Он откинулся на стуле, сладко потянулся и поискал глазами официантку. Надо отметить сделку, шикарно поужинать, кутнуть. Выпить хорошего вина, заказать самое дорогое блюдо. Имеет право! Ах, какой он молодец! Гигант! Может, снять номер в центральной гостинице?
Но, когда официантка подошла, Антон выбрал из меню экономичные овощной салат и бифштекс с картофельным пюре. Вместо вина заказал еще воды, в горле все еще стояла сушь. Не время сейчас кутить и надираться. Сначала дело надо сделать, а потом уж расслабляться на полную катушку. Оттого, что не поддался соблазну, Антон зауважал себя еще больше. Хотя куда больше?
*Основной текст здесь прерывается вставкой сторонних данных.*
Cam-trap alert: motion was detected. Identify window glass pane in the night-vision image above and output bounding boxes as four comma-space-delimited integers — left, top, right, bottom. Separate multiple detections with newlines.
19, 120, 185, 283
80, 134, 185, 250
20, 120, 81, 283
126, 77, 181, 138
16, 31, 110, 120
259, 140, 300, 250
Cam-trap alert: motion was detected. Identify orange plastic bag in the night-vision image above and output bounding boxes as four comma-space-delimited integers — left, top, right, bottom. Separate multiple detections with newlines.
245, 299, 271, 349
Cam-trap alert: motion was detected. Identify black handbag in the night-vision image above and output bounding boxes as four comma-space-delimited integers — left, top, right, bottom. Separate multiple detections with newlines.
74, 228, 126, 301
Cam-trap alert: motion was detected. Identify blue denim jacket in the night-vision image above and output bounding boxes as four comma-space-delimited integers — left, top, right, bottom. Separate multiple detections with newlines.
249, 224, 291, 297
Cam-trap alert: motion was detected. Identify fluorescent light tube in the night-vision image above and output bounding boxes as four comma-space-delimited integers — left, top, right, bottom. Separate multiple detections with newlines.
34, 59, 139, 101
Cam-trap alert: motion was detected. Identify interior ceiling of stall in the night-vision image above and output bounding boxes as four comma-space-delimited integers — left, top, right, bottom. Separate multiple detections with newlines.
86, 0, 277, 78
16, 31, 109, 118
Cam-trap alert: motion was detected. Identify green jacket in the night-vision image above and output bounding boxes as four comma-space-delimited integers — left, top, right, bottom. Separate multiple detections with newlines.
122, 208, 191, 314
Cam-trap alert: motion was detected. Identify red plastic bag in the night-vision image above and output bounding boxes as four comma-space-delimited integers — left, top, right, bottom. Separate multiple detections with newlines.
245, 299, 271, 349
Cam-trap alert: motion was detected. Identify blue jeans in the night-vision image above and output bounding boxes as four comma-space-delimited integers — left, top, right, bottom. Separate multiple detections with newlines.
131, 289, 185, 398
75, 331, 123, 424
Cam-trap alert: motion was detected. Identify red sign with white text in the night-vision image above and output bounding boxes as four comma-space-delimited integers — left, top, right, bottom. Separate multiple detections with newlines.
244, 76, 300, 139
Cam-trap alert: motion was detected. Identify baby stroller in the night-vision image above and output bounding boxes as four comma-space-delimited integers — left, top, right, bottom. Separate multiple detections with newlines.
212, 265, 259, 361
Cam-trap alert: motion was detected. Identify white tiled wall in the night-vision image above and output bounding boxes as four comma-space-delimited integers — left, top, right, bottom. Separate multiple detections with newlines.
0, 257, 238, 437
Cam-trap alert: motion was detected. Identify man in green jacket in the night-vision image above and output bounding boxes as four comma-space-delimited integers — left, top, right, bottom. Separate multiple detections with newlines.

Он чуть не лопался от гордости.
«Не пузырек я тебе, голубушка! – мысленно красовался Антон перед Алиной. – Я о-го-го пузырище!» Он не замечал двусмысленности своего бахвальства. Покончив с ужином, Антон слегка нахмурился: он забыл потребовать деньги за билеты, и диктофон остался у Куститской. За проезд слупит с нее при следующей встрече, а мелочиться просить диктофон неудобно. Купит новый, и расходы опять-таки пусть Куститская возмещает. Антон вспомнил, как читал про миллиардеров: они, с одной стороны, швыряют миллионы на свои прихоти, но, с другой стороны, удавятся за копейку текущих расходов. Это про него, Антона. Уже про него. Хотя справедливости соответствовала только вторая часть правила. Швыряться миллионами Антон не собирался. В нем проклюнулось стяжательство – нередкое человеческое качество, дремлющее у нищих и расцветающее у богачей. По аналогии с литературными героями, Антон вряд ли бы стал Паратовым, а Гобсеком – легко.